中山寺にお参りしなさい。
中山寺にお参りしなさい。
昨年2024年には、何度もそう人から告げられた。
その人自身、特に中山寺に関係がある人ではない。
ただ、何かあると中山寺に参り、お祈りしてくるのだとか。
自分のことではなく、妹のこと、家族のこと、友達のこと、誰かが困っていると聞いたら、自分に出来ることは祈ることだけ、と言って、中山さんにお参りし、祈ってくるの、と言っていた。
今年はうちの息子の為に、祈ってきて下さるとか。
「あなたはどこに初詣に行くの?」
と先日聞かれ、前に住んでいたところで毎年行っていた神社かな?と答えた。
前の嫁ぎ先で、子どもが産まれた頃から毎年通った神社だ。
でもそう答えてから、はて?もう私はその嫁ぎ先から出て、今の夫と結婚し3年半が経ち、家も市外に引っ越している。
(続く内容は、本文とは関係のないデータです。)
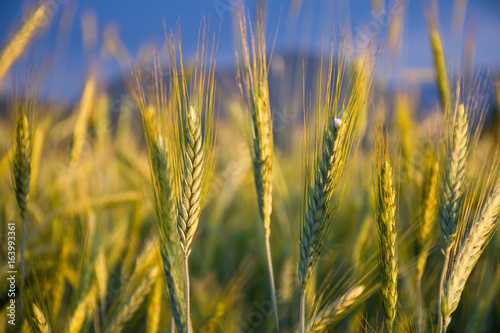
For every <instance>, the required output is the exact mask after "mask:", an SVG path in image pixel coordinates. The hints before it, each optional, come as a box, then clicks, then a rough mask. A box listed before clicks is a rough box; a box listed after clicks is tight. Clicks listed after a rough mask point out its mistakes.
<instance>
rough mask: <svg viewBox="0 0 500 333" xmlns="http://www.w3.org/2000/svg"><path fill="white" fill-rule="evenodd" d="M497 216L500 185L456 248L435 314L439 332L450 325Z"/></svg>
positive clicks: (465, 233) (497, 218) (484, 206)
mask: <svg viewBox="0 0 500 333" xmlns="http://www.w3.org/2000/svg"><path fill="white" fill-rule="evenodd" d="M499 215H500V183H498V184H497V185H496V186H495V188H493V190H492V191H491V193H490V195H489V197H488V198H487V200H486V202H485V203H484V205H483V207H482V209H481V212H480V214H479V215H478V217H477V218H476V219H475V221H474V223H473V224H472V225H471V226H470V227H469V228H468V229H467V230H466V231H465V234H464V235H463V237H462V239H461V240H460V242H459V243H458V244H457V250H456V252H455V255H454V257H453V260H452V261H451V265H450V268H449V270H448V275H447V279H446V284H445V287H444V294H443V298H442V301H441V303H442V304H441V313H439V314H438V315H439V316H440V317H441V321H442V322H443V326H442V331H441V332H446V329H447V327H448V325H449V323H450V321H451V315H452V313H453V312H454V311H455V310H456V308H457V307H458V303H459V302H460V297H461V295H462V292H463V290H464V288H465V284H466V283H467V279H468V278H469V276H470V274H471V272H472V270H473V269H474V266H475V265H476V263H477V262H478V260H479V257H480V256H481V254H482V253H483V250H484V248H485V246H486V245H487V243H488V241H489V239H490V237H491V235H492V233H493V231H494V230H495V228H496V227H497V226H498V217H499ZM441 332H440V333H441Z"/></svg>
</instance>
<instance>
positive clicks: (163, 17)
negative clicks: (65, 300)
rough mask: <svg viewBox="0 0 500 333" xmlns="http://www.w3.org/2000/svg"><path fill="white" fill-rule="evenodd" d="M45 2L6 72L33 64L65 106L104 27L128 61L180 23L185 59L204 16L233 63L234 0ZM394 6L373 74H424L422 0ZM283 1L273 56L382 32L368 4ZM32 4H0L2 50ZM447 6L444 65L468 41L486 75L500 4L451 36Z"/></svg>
mask: <svg viewBox="0 0 500 333" xmlns="http://www.w3.org/2000/svg"><path fill="white" fill-rule="evenodd" d="M51 1H52V3H53V4H54V6H53V7H54V11H53V18H52V23H51V25H50V26H49V27H48V28H47V29H45V31H43V33H42V34H41V35H40V37H39V38H38V39H37V40H36V41H35V42H34V43H33V44H32V45H31V47H30V49H29V52H28V53H27V55H25V56H24V57H23V58H21V59H20V60H18V61H17V63H16V64H15V66H14V68H13V72H14V73H22V72H23V71H24V70H25V69H26V64H28V65H34V66H35V67H36V68H37V69H38V70H39V73H40V75H41V77H42V79H43V80H44V83H45V84H44V86H45V87H46V88H45V89H46V91H45V92H44V94H46V95H48V96H51V97H54V98H62V99H67V98H75V97H77V96H78V95H79V94H80V91H81V89H82V86H83V83H84V79H85V76H86V75H87V73H88V71H89V66H90V64H91V63H92V62H93V61H94V59H96V58H98V56H99V54H100V43H101V36H102V31H103V29H104V28H105V27H106V26H109V25H112V26H113V27H115V29H116V30H117V31H118V33H119V36H120V38H121V40H122V41H123V43H124V45H125V46H126V48H127V49H128V50H129V52H130V54H131V56H132V57H135V56H136V54H137V52H138V51H139V50H140V48H141V46H143V45H145V44H147V43H155V44H157V45H160V46H161V45H162V44H163V43H164V40H165V37H164V32H163V20H165V22H166V24H167V27H169V28H172V29H174V30H175V29H176V28H177V23H178V22H179V20H180V25H181V31H182V39H183V48H184V51H185V53H186V54H189V53H192V52H194V50H195V47H196V41H197V38H198V29H199V25H200V18H201V16H202V14H205V15H206V16H207V17H210V24H211V31H212V32H218V31H219V26H220V43H219V55H218V65H220V66H229V65H231V64H232V62H233V58H234V48H233V40H232V32H231V30H232V28H231V26H232V22H231V18H232V14H233V13H234V11H235V10H236V8H237V7H238V5H239V4H240V3H241V0H143V1H139V0H86V1H77V0H51ZM394 1H396V4H400V3H406V4H405V5H404V7H402V8H404V9H403V11H404V14H405V24H404V27H403V28H402V34H403V43H402V49H401V53H400V55H399V56H398V57H397V58H395V59H394V58H392V57H390V56H389V55H388V51H387V49H386V50H385V52H384V58H383V59H384V60H383V61H382V62H381V67H380V68H382V70H384V69H388V68H389V67H391V68H393V69H394V68H397V69H398V70H401V69H408V68H410V69H411V68H423V67H426V68H430V67H431V66H432V56H431V51H430V46H429V37H428V29H427V23H426V17H425V9H426V8H428V7H429V3H430V1H423V0H407V1H405V0H389V1H387V3H386V8H385V13H387V12H388V11H389V8H390V6H391V4H392V3H393V2H394ZM291 2H293V1H290V0H270V1H268V2H267V13H268V15H267V25H268V34H270V35H271V34H273V33H274V31H275V28H276V26H277V24H278V19H279V17H280V13H281V23H280V25H279V32H278V36H277V42H276V51H277V52H282V51H293V50H298V49H300V50H309V51H311V52H313V53H314V52H320V51H321V45H322V41H323V39H324V40H325V41H326V42H328V41H329V39H330V38H331V35H332V28H333V27H335V28H338V27H340V26H341V25H343V23H344V22H346V20H347V19H349V27H350V29H351V31H352V33H353V35H354V36H355V37H359V38H361V37H362V36H361V35H362V34H363V32H364V31H366V29H367V27H368V26H371V27H373V26H377V27H379V28H380V29H382V32H384V29H385V28H386V26H385V23H384V20H383V18H384V12H378V11H373V10H372V5H371V1H369V0H337V1H326V0H303V1H302V4H301V7H300V8H299V9H296V8H295V7H291V4H290V3H291ZM34 3H35V2H34V1H31V2H23V1H19V0H0V38H1V39H0V42H1V43H2V45H4V44H5V43H6V41H7V39H8V36H9V33H12V32H13V31H15V29H16V27H18V26H19V25H20V23H21V22H22V19H23V12H24V15H25V13H26V12H27V9H29V8H30V6H33V4H34ZM453 3H454V1H452V0H447V1H446V0H444V1H440V2H439V24H440V28H441V32H442V33H443V41H444V45H445V50H446V55H447V58H448V59H450V61H451V63H454V64H456V63H458V62H459V61H460V59H461V56H462V55H463V51H462V50H463V48H464V37H463V36H465V35H467V34H473V35H474V36H475V46H476V52H475V57H474V66H475V67H479V66H481V67H482V68H492V69H493V70H496V69H498V68H500V56H499V54H500V1H497V0H476V1H468V4H467V12H466V16H465V20H464V33H456V32H453V30H452V29H451V23H452V16H453V15H452V12H453ZM245 5H246V6H247V7H248V8H249V9H250V13H251V16H253V15H254V12H255V10H254V9H255V7H256V1H245ZM89 12H91V13H93V14H94V15H95V17H96V21H97V29H98V36H99V38H98V40H97V46H96V47H95V48H93V49H84V47H83V40H82V28H81V20H82V17H83V16H84V15H85V13H89ZM65 22H69V23H67V24H66V23H65ZM336 30H337V31H338V29H336ZM472 31H473V32H474V33H472ZM99 69H100V77H101V78H102V79H111V78H114V77H117V76H119V75H120V69H119V66H118V64H117V63H116V62H115V61H114V60H113V59H109V58H108V59H104V60H100V61H99ZM379 71H380V70H379ZM386 72H388V71H386ZM382 75H383V71H382ZM4 86H5V85H4Z"/></svg>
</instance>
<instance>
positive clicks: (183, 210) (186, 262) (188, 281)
mask: <svg viewBox="0 0 500 333" xmlns="http://www.w3.org/2000/svg"><path fill="white" fill-rule="evenodd" d="M189 110H190V112H189V113H188V114H187V115H186V127H185V129H184V176H183V182H182V195H181V201H180V204H179V208H178V212H179V214H178V218H177V230H178V231H179V236H180V244H181V248H182V251H183V254H184V301H185V303H186V305H185V311H186V332H188V333H189V331H190V330H189V328H190V327H189V326H190V324H189V321H190V320H189V313H190V308H189V306H190V304H189V303H190V301H189V296H190V290H189V289H190V288H189V266H188V260H189V254H190V253H191V243H192V241H193V236H194V233H195V232H196V229H197V227H198V222H199V220H200V213H201V199H202V198H201V197H202V189H203V183H202V182H203V179H202V178H203V167H204V166H203V164H204V152H203V142H202V137H201V122H200V118H199V117H198V116H197V115H196V112H195V111H194V109H193V107H191V108H190V109H189Z"/></svg>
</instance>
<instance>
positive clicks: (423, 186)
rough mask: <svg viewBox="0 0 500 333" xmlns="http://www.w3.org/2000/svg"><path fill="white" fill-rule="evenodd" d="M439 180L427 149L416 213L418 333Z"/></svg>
mask: <svg viewBox="0 0 500 333" xmlns="http://www.w3.org/2000/svg"><path fill="white" fill-rule="evenodd" d="M438 179H439V163H438V161H437V159H436V156H435V152H434V150H433V149H432V148H431V147H430V145H429V147H428V148H427V151H426V156H425V162H424V172H423V177H422V184H421V186H420V191H421V192H420V194H419V204H418V213H417V249H416V252H417V268H416V270H417V272H416V289H417V307H418V311H419V312H420V315H419V316H418V321H417V325H418V326H417V327H418V332H423V331H424V322H423V300H422V276H423V274H424V270H425V266H426V264H427V257H428V255H429V250H430V247H431V243H432V238H433V237H432V236H433V233H432V230H433V226H434V222H435V221H436V217H437V214H438V200H437V196H438V193H437V189H438Z"/></svg>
近くて25年近く参っていたとはいえ、今となっては他の場所にかえても何ら問題はないはずだった。
若い頃は遠出をして、京都の八坂神社に初詣するのが楽しみだったのに、近くの神社にしか行けなくなって不満たらたらだったはず。なのに、習慣とは恐ろしいもので、いつの間にか慣れてしまっていた。
今までお守りいただいた神社だけれど、今年からどこか別の場所にも行ってみよう。
そう思えた。
2024年の春。
私たち夫婦は、梅を見たいねと言って梅園を探していた。大阪城の梅園に行くほどの時間はなく、近場を模索していて、あっ!っと思い出した。
そうだ、中山寺にも梅園があると聞いたことがあるが、1度も行ったことがなかったと。
行ってみて本当に良かったと思えた。
梅が美しかっただけではなく、中山寺の境内一帯の醸し出しているものが何とも言えず美しかったから。
この中山寺は安産祈願のお寺で有名だ。5ヶ月頃にお参りし、犬帯をもらい身につけると良いと言われている。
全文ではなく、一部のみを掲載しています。